Joel Pratt from the Extinction Countdown blog brings up an astonishing fact. More than four decades after DDT was banned, California condors in the Ventana/Big Sur area still struggle (with an unfortunate lack of success) to produce viable eggs. Pratt writes:
The Ventana Wildlife Society (VWS), which manages the California condor (Gymnogyps californianus) reintroduction program in the coastal Big Sur region, first began to suspect in 2006 that DDT was affecting the big birds. Two captive-born condors successfully nested in the wild then for the first time in that region. The birds mated and laid eggs, but they soon cracked and the nest failed. An examination revealed that the shells were so thin that they didn’t even resemble normal condor eggs.

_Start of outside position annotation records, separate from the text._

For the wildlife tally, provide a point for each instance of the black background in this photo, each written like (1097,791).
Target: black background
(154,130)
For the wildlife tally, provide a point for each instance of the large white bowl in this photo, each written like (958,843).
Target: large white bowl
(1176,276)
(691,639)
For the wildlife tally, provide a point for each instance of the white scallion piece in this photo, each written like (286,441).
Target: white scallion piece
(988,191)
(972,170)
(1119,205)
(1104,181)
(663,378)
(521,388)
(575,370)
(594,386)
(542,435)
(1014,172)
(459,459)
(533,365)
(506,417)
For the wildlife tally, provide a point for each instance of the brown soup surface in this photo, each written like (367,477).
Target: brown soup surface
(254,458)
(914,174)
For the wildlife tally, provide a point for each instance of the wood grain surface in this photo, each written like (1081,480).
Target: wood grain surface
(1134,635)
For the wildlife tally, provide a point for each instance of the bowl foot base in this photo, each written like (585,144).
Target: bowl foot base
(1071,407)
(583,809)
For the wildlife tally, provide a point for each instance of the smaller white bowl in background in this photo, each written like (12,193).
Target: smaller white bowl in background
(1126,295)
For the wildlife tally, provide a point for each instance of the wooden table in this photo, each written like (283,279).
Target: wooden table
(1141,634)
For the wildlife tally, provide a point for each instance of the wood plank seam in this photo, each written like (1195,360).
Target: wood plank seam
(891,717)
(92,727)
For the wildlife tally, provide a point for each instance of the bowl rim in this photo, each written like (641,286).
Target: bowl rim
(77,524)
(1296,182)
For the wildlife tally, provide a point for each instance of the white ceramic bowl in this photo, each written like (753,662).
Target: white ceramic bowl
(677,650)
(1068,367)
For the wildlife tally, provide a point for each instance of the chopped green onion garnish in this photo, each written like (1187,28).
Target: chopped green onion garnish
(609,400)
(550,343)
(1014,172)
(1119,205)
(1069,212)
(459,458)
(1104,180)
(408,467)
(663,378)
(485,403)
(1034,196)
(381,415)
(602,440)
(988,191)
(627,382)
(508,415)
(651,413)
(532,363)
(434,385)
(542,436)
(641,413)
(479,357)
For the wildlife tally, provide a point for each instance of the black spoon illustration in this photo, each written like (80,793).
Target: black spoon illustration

Since that time many more eggs have been laid in the region but 12 out of 16 condor nest sites failed between 2007 and 2009. Fragments of shells—all visibly thin—were recovered from those sites. Meanwhile, the condors released 650 kilometers farther south have enjoyed a 70 to 80 percent hatching success rate.
Checked with Pratt: yes, the research says that it's only condors that feast on dead sea lions are are suffering this problem. So Ventura County condors need not fear that particular fate (although microtrash, lead poisoning, and reduced habitat remain huge issues, needless to say).